I'm interested in adding support for void values (i.e. unit types) to LLVM. Currently, "void" is only allowed as the return value of a function, and numerous assertions are in place to check this.
This document [1] that Google pulled up seems to suggest that this idea was planned:
> Finally, one annoying, but trivial, nuance of the LLVM type-system is
> the 'void' type, which is only currently allowed as the return value
> of a function. Special cases like this should be eliminated.
Is this still the case, and if so, is there any work being done on this already?
I don't know of anyone working on it, but I'd really like to eliminate void. It doesn't seem like a useful feature of the type system. Functions can be changed to return {} for example.
I don't know of anyone working on it, but I'd really like to eliminate void. It doesn't seem like a useful feature of the type system. Functions can be changed to return {} for example.

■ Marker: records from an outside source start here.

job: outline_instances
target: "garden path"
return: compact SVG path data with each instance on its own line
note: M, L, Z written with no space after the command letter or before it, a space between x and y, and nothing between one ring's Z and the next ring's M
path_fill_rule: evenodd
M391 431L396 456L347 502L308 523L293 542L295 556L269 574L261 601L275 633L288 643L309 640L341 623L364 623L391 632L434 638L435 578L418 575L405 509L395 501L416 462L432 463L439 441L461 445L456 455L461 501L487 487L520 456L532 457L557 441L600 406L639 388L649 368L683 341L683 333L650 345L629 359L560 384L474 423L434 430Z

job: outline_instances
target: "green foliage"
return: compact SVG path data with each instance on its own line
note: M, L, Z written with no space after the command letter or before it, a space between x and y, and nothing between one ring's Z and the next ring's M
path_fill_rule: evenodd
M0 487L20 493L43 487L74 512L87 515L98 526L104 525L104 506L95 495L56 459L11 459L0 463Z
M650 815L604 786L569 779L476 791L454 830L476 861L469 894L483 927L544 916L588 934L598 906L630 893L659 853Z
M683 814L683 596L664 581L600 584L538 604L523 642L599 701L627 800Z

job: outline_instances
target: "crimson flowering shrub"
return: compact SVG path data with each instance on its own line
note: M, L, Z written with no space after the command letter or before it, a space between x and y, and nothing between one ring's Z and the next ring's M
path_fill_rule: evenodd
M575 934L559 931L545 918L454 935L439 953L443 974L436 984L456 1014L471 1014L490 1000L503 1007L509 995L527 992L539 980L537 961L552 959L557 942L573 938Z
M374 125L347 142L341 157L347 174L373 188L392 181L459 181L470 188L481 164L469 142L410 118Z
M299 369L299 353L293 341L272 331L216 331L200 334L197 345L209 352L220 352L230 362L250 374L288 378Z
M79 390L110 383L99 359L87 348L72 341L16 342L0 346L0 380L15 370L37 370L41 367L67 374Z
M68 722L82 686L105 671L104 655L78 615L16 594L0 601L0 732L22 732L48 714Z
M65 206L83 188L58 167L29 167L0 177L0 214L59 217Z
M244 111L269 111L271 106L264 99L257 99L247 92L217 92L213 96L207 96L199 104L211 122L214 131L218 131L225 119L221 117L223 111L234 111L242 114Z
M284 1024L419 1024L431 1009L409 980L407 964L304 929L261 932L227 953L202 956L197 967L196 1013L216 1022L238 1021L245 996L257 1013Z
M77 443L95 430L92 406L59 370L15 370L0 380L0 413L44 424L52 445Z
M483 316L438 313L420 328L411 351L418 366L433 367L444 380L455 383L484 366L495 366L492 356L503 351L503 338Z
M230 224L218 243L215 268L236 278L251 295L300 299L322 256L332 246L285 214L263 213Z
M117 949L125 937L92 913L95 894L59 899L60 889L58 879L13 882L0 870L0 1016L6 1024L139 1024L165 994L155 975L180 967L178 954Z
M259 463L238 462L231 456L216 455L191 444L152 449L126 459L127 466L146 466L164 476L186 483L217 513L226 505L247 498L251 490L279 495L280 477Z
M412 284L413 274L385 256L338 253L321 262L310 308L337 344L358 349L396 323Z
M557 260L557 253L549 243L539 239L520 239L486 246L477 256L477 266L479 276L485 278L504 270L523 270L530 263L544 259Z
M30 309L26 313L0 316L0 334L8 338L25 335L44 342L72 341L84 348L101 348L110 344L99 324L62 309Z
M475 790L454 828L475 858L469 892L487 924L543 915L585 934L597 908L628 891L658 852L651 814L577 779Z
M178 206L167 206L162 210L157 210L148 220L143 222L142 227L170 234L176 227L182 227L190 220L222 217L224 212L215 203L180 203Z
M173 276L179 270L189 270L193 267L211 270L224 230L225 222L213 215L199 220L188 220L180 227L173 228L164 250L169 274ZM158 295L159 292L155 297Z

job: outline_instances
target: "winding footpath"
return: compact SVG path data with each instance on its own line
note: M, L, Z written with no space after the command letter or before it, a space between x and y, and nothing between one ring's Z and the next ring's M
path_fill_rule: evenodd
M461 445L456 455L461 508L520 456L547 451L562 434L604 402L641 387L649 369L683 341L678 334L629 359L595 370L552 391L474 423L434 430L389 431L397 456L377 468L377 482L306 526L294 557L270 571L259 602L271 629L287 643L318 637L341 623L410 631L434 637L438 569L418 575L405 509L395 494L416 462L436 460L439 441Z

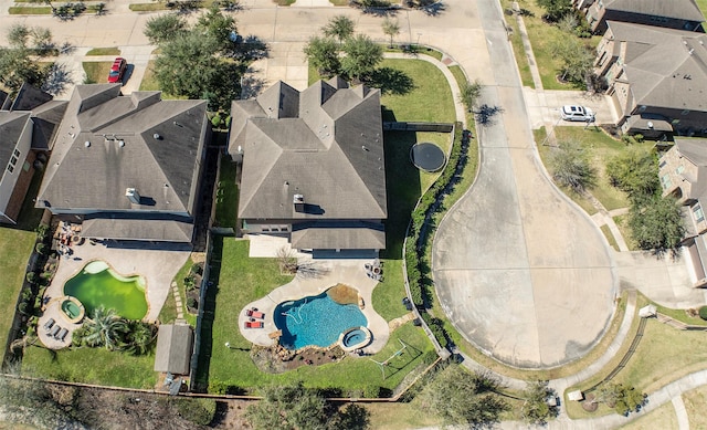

Not having a void type also means that people writing front-ends for C-like
languages won't try to convert "void*" into a pointer to the LLVM void type
and be confused when it doesn't work
Are there any platforms where it wouldn't Just Work if the code
generator generated a {} return everywhere it presently generates a
void return? I'm not saying make those changes to the code generator,
I'm just asking if VMCore replaced void with {} would any code
generators need changing? I don't think X86 would be affected - EAX
is not preserved even if the function returns void.